Search code examples
databaseindexingshardingarangodb

Adding dynamically a sharding key in ArangoDB


I'm installing a clustered db with ArangoDB. I need use indexes in collections.

We suppose that we have one collection named myCollection that was created with the shard keys _key.

Let myVariable be the unique key of myCollection so I have a unique constraint on myVariable.

By myCollection is created, and data are inside.

I don't want erase all, create myCollection again and add a new shard key with myVariable and restore myCollection, so I need to add a new shard key dinamically meanwhile that myCollection is already created.

Is this possible? Can I add, somehow, new shard key?

I mean, add key in _shardBy label without recreate collection.

Thanks for help.


Solution

  • No, changing the shard key after creation is not supported. If you take a look at the consequences this would have, its easily understandeable why:

    The shard key identifies to the coordinator which documents should end on which cluster node. Vice versa it can therefore predict where to search for documents based on the shard key. This assumption would fail if you change that condition to an arbirtary new one. Therefore documents not matching the condition would have to be moved to the correct new shard.

    As you see, you need to work with all documents anyways.
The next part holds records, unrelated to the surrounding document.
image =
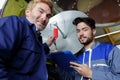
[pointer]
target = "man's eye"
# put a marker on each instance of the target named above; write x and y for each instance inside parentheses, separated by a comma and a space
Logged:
(49, 16)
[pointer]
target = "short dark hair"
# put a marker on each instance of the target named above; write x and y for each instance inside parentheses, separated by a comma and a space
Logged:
(89, 21)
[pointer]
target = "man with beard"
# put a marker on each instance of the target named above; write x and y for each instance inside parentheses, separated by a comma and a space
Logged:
(97, 61)
(22, 53)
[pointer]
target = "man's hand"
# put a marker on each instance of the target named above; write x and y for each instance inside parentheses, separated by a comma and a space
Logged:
(82, 69)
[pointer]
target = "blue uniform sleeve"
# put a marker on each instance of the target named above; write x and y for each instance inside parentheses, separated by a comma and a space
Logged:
(114, 71)
(8, 38)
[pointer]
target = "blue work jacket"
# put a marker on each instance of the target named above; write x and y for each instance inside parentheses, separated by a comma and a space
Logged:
(22, 56)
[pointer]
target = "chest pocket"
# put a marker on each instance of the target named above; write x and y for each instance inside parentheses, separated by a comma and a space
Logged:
(101, 67)
(28, 56)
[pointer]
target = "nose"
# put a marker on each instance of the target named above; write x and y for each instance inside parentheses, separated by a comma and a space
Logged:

So if you don't want to download all data to the client, some javascript on the coordinator like a Foxx Service could fill the gap:

    • create the new collection with the proper shard key
    • fetch all _keys into memory
    • issue repetive AQL queries that select a range from the old collection and insert it into the new one.

    You may want to start an additional coordinator if you don't want to use your existing setup for this.

    Hint: An upgrade to ArangoDB 3.0 will require a dump/restore cycle anyways - so if you can postpone your problem a little you may solve it then.